After Michigan I ran into a family friend who lived in Connecticut, she said she was about to open a flower store and dress shop so she needed help setting up the stores for a few weeks. The day before we arrived it decided to turn into the Arctic tundra and we carefully maneuvered our way into town through 2 feet of snow. Unfortunately that 2 feet of snow caved in a section of the roof so the store idea was aborted. Instead spent a few weeks shifting things around the unopened store, doing a late night mission with their church group to NYC to bring homeless people winter clothing, exploring a few cities in CT, going out to eat, bowling, organizing photos and whatever else you can do while its 30 degrees outside.
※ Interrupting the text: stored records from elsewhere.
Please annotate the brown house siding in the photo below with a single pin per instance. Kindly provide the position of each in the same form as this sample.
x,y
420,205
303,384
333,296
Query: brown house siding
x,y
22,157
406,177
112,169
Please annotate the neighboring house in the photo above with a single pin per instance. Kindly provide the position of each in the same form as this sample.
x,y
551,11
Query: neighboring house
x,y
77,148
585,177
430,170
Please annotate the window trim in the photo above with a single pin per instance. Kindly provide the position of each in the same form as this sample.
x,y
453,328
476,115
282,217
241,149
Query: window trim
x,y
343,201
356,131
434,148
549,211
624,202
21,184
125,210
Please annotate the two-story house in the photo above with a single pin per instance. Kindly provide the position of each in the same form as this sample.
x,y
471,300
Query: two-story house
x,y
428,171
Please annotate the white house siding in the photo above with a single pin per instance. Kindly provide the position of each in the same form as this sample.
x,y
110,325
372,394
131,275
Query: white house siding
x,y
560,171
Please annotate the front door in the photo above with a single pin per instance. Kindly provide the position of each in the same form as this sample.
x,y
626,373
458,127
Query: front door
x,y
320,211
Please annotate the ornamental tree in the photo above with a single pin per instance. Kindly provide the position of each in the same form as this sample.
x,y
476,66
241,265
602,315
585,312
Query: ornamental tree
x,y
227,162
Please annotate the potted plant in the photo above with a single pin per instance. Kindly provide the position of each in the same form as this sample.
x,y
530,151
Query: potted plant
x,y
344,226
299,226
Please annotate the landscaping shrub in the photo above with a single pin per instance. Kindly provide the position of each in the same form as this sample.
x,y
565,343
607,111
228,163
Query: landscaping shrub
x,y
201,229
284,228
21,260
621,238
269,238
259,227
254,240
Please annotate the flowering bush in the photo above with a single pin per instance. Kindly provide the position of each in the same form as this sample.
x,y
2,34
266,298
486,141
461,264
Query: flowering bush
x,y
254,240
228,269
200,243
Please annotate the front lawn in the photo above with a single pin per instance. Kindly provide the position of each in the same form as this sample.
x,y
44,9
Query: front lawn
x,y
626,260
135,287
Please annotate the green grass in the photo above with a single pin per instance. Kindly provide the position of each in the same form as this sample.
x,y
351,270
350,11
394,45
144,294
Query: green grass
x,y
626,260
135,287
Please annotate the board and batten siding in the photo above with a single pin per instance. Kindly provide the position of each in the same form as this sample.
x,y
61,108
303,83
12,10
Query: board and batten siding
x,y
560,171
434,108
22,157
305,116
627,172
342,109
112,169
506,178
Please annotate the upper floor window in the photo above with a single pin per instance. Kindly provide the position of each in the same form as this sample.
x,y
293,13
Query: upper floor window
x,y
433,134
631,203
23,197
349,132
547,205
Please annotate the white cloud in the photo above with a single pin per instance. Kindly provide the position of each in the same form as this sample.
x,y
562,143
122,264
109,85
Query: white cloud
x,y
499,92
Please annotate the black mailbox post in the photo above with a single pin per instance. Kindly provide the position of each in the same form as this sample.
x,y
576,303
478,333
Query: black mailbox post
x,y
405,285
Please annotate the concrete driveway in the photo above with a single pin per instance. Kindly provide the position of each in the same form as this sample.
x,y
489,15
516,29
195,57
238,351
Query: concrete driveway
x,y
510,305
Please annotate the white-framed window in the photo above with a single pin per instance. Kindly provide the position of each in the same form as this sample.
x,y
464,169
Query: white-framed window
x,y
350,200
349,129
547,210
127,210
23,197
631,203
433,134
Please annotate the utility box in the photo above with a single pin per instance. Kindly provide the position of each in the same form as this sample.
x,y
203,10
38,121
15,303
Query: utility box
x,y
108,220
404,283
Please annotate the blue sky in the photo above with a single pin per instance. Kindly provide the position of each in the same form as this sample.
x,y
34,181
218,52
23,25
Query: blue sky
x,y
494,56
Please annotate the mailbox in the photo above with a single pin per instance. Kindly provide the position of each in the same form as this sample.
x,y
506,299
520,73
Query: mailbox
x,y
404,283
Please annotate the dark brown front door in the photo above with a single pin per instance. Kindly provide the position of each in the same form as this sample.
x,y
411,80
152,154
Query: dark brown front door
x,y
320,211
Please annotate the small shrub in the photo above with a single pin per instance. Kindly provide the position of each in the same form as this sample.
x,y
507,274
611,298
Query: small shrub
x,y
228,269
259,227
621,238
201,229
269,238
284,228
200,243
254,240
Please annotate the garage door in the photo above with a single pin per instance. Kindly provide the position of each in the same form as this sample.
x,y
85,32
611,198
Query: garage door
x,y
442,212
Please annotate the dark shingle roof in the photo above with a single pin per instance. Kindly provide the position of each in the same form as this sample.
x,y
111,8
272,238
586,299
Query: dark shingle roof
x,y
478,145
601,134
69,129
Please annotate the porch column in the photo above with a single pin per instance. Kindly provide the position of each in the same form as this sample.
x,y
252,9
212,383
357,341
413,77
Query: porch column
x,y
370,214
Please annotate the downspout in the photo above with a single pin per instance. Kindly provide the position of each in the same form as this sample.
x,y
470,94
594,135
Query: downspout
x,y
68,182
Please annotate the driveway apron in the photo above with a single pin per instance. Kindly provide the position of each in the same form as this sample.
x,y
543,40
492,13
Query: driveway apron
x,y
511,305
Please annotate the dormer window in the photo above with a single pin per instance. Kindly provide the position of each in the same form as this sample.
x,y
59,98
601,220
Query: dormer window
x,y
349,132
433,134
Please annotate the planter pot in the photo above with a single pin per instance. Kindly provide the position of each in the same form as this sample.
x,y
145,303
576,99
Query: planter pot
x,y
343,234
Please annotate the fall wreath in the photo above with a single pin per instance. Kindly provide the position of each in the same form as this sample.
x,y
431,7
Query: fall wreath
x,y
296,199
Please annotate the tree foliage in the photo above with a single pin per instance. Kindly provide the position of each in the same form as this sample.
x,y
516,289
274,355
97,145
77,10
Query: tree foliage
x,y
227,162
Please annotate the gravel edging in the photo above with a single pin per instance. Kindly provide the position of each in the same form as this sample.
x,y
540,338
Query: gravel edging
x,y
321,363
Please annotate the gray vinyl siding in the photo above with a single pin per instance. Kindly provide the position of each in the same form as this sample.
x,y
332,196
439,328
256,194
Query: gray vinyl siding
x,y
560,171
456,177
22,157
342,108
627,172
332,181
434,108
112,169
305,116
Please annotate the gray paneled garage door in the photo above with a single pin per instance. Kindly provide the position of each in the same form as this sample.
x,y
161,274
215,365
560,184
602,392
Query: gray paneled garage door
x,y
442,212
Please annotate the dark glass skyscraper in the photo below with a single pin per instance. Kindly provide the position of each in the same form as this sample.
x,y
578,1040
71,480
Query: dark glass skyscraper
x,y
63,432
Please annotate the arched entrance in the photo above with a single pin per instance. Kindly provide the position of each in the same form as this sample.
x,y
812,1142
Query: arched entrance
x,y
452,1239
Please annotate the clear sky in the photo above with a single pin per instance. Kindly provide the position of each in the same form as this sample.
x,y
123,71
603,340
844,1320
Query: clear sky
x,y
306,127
Lucky for me the owner of the farm and I weren’t particularly fond of each other so my time spent suffering here was relatively short in comparison to what was originally planned. He had a lot of judgements and preconceived notions about me (mainly based on my appearance, long hair) that were untrue, but it led to dissent in the ranks among the farmhands and I so my departure of course became imminent. There was an odd dynamic between the owner Mark, Scott and I. I was new to the farm so getting the hang of all the different systems, relatively quickly, but not up to the instant standards of the owner was the main bone of contention. Scott would report on mundane and minor mess ups to Mark, but then come to my defense if Mark talked about kicking me out, which I found odd and confusing. But 1 day out of nowhere after Scott had been promoted from farm intern to farm manager he simply left in the night without a word to anyone. So with my backup gone I soon received my walking papers under my cabin door and the next day I booked a bus to St. Paul. I arrived in a -20 degree blizzard and a couple months later left in an incoming -20 degree blizzard, I took it as a good omen. Although I didn’t see eye to eye with the owner I’m thankful for a very unique experience in the Minnesota tundra and all the interesting things I learned while there. It was definitely quite the crash course in intense unforgiving winter farming.
I’m pretty sure while drinking this hot chocolate and eating the strawberry croissant is the moment I had a conversation with a friend who had painted me murals in Richmond. He had just gotten confirmation he would be managing The Hostel in the Forest and invited me to come be the garden manager after hearing news of my farming fail. Tree houses, a lake with a floating dock, outdoor showers, pretty college girls, my own garden, chickens, goats and raccoons, Oh my, sign me up! And just like that the next year and a half of my life more or less was suddenly allocated to the swamps of GA, trust me it’s more romantic than it sounds. So South I headed, stopping through NYC for a few days prior to soak up the spoils of a big city.